Optimization guidelines

This page details information and various avenues related to optimizing assets or creations in Resonite, ranging from high-level concepts to technical details. Not everything on this page will be applicable to every creation, and the more technical parts of this page can result in diminishing returns with more effort/time. Therefore, do not worry too much about following everything on this page all the time, as just being aware of the high-level concepts will be enough for most users.

Rendering

Resonite currently uses Direct3D 11 for rendering in Unity. The D3D 11 technical specifications provide the most comprehensive information of the low-level pipeline, but is generally not useful to read directly.

Textures

There are two main metrics that can be optimized with textures: asset size and VRAM size.

Asset size is the size of the original asset file on disk (i.e. PNG, WEBP, etc.). Optimizing this metric is useful for saving on cloud storage space. If a texture has DirectLoad enabled, then reducing the asset size will also reduce the transfer size of the asset to other clients. Otherwise, the transfer size is determined by the variant size, not the asset size, which is more out of your control.

VRAM size is the size that the texture will take up in video RAM on the GPU. This metric is more important to optimize, as high VRAM usage will cause performance drops. VRAM size should be kept as low as reasonably possible.

Textures should only be as big as is necessary to express a "good enough" visual on a mesh, which will save on both asset size and VRAM. For avatars, a 2048x2048 ("2k") texture will usually be enough for most purposes. Larger textures may be needed for noisy normal maps, incredibly large meshes (e.g. splat maps), or texture atlasing.

Textures should almost always use some form of block compression to reduce their VRAM size. The only exceptions to this should be low-resolution textures that require color perfection (e.g. pixel art).

Square textures provide no real optimization benefit over non-square textures. Non-power-of-two textures are also not worse than power-of-two textures on any GPU made after the late 2000s. However, it is generally recommended to keep texture dimensions a power of two for better mipmap generation. At the very least, texture dimensions should be a multiple of 4 as this makes texture block compression not use any extraneous space.

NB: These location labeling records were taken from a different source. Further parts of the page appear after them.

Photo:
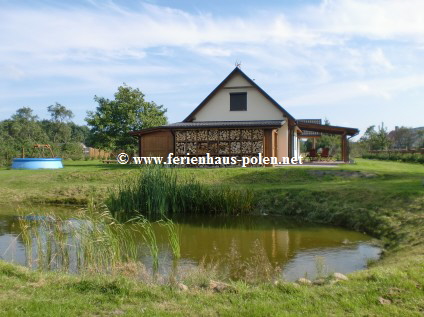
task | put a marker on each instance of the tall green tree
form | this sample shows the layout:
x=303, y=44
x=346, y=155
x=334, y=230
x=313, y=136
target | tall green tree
x=376, y=139
x=58, y=129
x=113, y=119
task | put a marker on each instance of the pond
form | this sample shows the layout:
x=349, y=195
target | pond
x=297, y=249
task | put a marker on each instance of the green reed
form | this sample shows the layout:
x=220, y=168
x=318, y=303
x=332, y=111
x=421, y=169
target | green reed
x=173, y=236
x=149, y=237
x=159, y=191
x=86, y=243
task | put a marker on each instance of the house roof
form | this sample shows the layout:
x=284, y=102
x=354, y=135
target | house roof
x=235, y=71
x=331, y=129
x=213, y=124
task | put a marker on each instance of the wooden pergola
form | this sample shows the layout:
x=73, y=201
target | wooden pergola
x=344, y=132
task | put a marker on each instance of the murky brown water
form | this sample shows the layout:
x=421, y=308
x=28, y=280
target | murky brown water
x=292, y=246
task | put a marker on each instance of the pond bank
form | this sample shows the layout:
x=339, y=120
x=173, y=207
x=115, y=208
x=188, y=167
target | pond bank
x=389, y=206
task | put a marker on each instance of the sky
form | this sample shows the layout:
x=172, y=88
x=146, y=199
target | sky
x=355, y=62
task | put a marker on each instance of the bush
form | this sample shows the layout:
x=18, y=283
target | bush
x=396, y=156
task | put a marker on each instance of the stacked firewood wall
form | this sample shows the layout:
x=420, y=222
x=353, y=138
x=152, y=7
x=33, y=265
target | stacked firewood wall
x=219, y=142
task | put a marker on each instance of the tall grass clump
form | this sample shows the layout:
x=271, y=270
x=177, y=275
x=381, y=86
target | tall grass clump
x=92, y=243
x=158, y=191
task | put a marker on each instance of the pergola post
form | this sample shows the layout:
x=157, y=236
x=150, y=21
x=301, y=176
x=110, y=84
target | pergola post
x=345, y=151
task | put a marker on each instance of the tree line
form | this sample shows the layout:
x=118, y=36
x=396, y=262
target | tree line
x=107, y=127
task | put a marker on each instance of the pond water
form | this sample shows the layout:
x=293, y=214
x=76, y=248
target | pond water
x=298, y=249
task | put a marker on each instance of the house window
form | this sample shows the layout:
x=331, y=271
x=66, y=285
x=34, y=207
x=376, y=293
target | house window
x=238, y=101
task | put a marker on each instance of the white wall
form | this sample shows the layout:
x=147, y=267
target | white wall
x=282, y=140
x=258, y=107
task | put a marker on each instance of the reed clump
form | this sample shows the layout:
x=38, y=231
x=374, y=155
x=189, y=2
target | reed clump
x=159, y=191
x=88, y=242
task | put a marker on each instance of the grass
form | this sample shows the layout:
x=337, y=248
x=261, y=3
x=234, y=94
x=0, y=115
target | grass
x=385, y=199
x=158, y=191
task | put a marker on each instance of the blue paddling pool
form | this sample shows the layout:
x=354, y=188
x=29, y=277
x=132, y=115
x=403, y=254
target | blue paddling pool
x=37, y=163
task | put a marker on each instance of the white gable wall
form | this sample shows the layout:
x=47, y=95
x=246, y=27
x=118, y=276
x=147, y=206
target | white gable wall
x=218, y=107
x=258, y=108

If you are working with many small textures that require the same material, consider atlasing the textures into one large texture. All conventional materials have a TextureScale and TextureOffset field to manage atlasing at the shader level, which is much more efficient than using a bunch of individual textures. The UVAtlasAnimator component can be used to easily change these two fields, assuming a rectangular atlas of uniform sprite sizes.

Blendshapes

For every frame that a mesh is being rendered, if there is any blendshape set to a nonzero value, every vertex on the mesh is recalculated to account for blendshape distortions. This calculation does not scale with blendshape amount: 1 nonzero blendshape will be about as heavy as several nonzero blendshapes. As such, it is generally best practice to separate out parts of a mesh that are not affected by blendshapes and to bake non-zero blendshapes that do not change on a mesh.

However, no matter the value of the blendshape, when a skinned mesh is first spawned (e.g. when an avatar loads), Every blendshape must be calculated. This can cause reduced framerate while the mesh is being loaded depending on the vertex count, as well as cause the mesh to take several seconds to appear. It is recommended to separate out parts of a mesh with high-density blendshapes, such as a head with face tracking blendshapes, from the rest of the mesh. This can improve the mesh loading time while reducing framerate less.

Resonite can attempt to automatically do blendshape optimizations with the Separate parts of mesh unaffected by blendshapes and Bake non-driven blendshapes buttons found under the SkinnedMeshRenderer component. Additionally, there are functions to bake a blendshape by index or split a blendshape across an axis. Whether these optimizations are worth it or not varies on a case-by-case basis, so you'll have to test your before/after performance with nonzero blendshapes to be sure.

Materials

Some materials, notably the Fur material, are much more expensive than others. Take care in using the least-expensive materials that accomplish your goal.

Using the Opaque or Cutout blend mode on a material is generally advised whenever possible, as these blend modes use the deferred rendering pipeline and handle dynamic lights better. Alpha, Transparent, Additive, and Multiply blend modes are all treated as transparent materials and use the forward rendering pipeline, which is generally more expensive and don't handle dynamic lights as consistently.

Procedural assets

If you are not driving the parameters of a procedural mesh, then you can save performance by baking it into a static mesh. Procedural meshes and textures are per-world, as the procedural asset is duplicated with the item. Static meshes and textures are automatically instanced across worlds so there's only a single copy in memory at all times and do not need to be saved on the item itself.

GPU mesh instancing

Mesh instancing is when multiple copies of the same mesh are drawn at once, reducing the amount of draw calls to the GPU. If you have multiple instances of the same static mesh/material combination, they will be instanced on most shaders. This can significantly improve performance when rendering multiple instances of the same object, such as trees or generic buildings.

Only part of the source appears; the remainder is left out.